Portanto, limitar o exercício do direito à greve como justificação para resolver problemas é por si só (peço desculpa pela dureza das palavras) uma idiotice. Acresce a isto a questão dos serviços mínimos, que é uma das frentes de ataque à greve. Os serviços mínimos existem para se garantirem necessidades sociais impreteríveis. O problema é que este Governo entende que necessidades sociais impreteríveis podem ser tudo o que lhes passe pela cabeça. Mas só nos dias de greve, porque nos outros dias todos são tarefas que não interessam nada. É um absurdo completo e nós não vamos aceitar e vamos lutar, também na Administração Pública, para que este pacote laboral nunca veja a luz do dia.

Pensando concretamente nos trabalhadores da função pública, destacarias alguma medida?

É um dos maiores ataques das últimas décadas ao direito do trabalho, não há ali nada bom. Mas a questão é que uma boa parte dos trabalhadores da Administração Pública, em alguns sectores já mais de metade, têm contratos individuais de trabalho, ou seja, vão levar com o pacote laboral directamente.

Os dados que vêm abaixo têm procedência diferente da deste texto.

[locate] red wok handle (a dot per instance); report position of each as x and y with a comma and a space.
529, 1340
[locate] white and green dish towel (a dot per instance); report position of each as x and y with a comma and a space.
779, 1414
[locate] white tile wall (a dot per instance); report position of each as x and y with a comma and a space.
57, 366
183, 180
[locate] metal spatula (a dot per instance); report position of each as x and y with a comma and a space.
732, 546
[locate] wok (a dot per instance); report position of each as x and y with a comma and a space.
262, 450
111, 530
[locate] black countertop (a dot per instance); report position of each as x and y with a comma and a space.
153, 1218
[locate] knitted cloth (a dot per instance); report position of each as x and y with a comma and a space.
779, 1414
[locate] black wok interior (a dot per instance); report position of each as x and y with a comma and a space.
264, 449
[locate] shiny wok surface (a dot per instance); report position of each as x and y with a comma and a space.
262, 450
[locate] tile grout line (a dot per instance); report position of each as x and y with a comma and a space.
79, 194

Sobre o conjunto de todas essas propostas, eu não destacaria nenhuma porque a linha ideológica delas é toda igual: é de degradação. 

«Vamos lutar, também na Administração Pública, para que este pacote laboral nunca veja a luz do dia»

Há coisas tão ridículas como meter o patrão, no nosso caso, o Estado, a escolher que acordo colectivo é que aplica em determinado local de trabalho. Isto é um absurdo e um ataque completo ao direito, quer de filiação e negociação sindical, quer ao espírito da boa-fé da celebração de acordos. Mas o Governo vai metendo engodos para as pessoas se distraírem, como é o caso dos 25 dias de férias, que, no caso da Administração Pública, trata-se de recuperar um direito que ainda por cima já está resolvido numa grande parte das autarquias, por via dos acordos colectivos de empregador público (ACEP).   

Já disseste que esperam um recuo por parte do Governo. O que é que se pode seguir da parte dos sindicatos depois desta acção de luta?

Nós fazemos esta greve no dia 24 e o orçamento é votado na generalidade, no dia 28. Ou seja, o Governo tem tempo para perceber a dimensão da indignação dos trabalhadores da Administração Pública e nós estamos em crer que vai ser muito grande esta greve. Não vai deixar dúvidas a ninguém, não há trabalhadores contentes com estas propostas que estão hoje em cima da mesa. Depois disto, o que se segue é mais luta. Desde logo, uma grande parte dos nossos sindicatos são filiados na CGTP-IN e temos o dia 8 de Novembro para a luta contra o pacote laboral e pela defesa dos serviços públicos. Hoje agendámos uma coordenadora da Frente Comum para dia 30 (se a memória não me falha), e aí vamos decidir o desenvolvimento da luta, que não vai seguramente ficar por aqui.